The FDA has been looking for a generic name for Viagra. After careful consideration by a team of government experts, it recently announced that it has settled on the generic name of Mycoxafloppin. Also considered were Mycoxafailin, Midixadrupin, Midixarizin or Dixafix.
Why did Hitler kill himself? He saw the gas bill.
Charlene's hairline was so big that Joe Biden could not make it prime minister.
Your hairline was so fat that Joe Biden could not make it prime minister.
What do you call an autistic kid with a gun? Special forces.
Once the old lady told me she had wisdom, but after she voted! 🤯
To teach kids about democracy, I let them vote on dinner.
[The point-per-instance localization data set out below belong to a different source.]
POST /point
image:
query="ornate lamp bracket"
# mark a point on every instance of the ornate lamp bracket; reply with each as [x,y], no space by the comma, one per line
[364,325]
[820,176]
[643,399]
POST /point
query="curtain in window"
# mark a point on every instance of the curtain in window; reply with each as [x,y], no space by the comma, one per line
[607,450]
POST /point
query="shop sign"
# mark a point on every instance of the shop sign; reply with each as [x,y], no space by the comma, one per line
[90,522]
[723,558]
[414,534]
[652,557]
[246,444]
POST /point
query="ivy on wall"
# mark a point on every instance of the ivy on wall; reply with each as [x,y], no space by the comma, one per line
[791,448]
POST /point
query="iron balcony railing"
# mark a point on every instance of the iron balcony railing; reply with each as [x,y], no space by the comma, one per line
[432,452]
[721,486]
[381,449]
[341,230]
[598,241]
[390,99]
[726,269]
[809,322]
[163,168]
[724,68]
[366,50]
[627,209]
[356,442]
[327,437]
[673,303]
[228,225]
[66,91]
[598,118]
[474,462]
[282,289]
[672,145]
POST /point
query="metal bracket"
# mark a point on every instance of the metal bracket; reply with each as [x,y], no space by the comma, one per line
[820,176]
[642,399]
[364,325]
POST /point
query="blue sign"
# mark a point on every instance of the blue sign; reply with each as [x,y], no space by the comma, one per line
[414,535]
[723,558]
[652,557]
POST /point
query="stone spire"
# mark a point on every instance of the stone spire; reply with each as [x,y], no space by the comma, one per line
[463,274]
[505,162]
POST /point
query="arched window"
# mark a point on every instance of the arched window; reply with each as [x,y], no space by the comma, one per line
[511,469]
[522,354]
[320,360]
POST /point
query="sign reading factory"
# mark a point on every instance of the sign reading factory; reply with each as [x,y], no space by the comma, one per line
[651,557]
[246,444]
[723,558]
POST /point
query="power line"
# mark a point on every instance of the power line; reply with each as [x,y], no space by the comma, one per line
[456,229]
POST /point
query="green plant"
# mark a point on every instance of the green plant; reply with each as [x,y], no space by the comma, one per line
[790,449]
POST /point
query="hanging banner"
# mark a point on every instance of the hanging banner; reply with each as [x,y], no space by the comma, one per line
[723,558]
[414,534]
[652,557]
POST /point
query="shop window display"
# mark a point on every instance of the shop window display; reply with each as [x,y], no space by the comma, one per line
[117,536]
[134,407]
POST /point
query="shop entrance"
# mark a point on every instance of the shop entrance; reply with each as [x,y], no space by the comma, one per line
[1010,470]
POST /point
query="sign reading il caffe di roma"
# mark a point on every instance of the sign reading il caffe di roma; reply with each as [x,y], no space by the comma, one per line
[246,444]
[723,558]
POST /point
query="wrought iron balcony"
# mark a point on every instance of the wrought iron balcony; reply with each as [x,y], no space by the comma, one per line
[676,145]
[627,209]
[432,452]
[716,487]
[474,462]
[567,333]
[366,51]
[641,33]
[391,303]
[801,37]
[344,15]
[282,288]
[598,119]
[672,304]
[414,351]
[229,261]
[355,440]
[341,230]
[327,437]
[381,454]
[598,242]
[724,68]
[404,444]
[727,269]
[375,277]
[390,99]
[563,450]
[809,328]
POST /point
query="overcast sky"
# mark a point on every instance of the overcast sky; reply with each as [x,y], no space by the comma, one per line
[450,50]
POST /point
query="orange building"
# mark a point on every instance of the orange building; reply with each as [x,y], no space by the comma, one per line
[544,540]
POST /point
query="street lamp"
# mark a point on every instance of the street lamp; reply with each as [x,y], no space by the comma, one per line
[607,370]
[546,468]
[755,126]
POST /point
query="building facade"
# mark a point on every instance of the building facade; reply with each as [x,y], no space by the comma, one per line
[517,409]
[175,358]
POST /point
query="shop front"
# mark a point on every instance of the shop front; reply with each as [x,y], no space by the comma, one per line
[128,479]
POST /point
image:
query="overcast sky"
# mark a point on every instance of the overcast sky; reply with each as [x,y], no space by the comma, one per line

They picked tacos.
Then I made pizza because they don’t live in a swing state.
Where did the pirate pay his taxes?
Aye, Argh, Sea.
Why does Britain suck at chess?
They lost their queen.
Ppnutty68 is JFK's vice senior Ohio president.
I'm gonna blow out your lungs faster than Joe Biden thinks is possible with a 9mm.
The "S" in Putin stands for smart.
Why is England so bad at Clash of Clans?
Because they lost their queen.
You know, it was so cold in D.C. the other day, I saw a politician with his hands in his own pockets.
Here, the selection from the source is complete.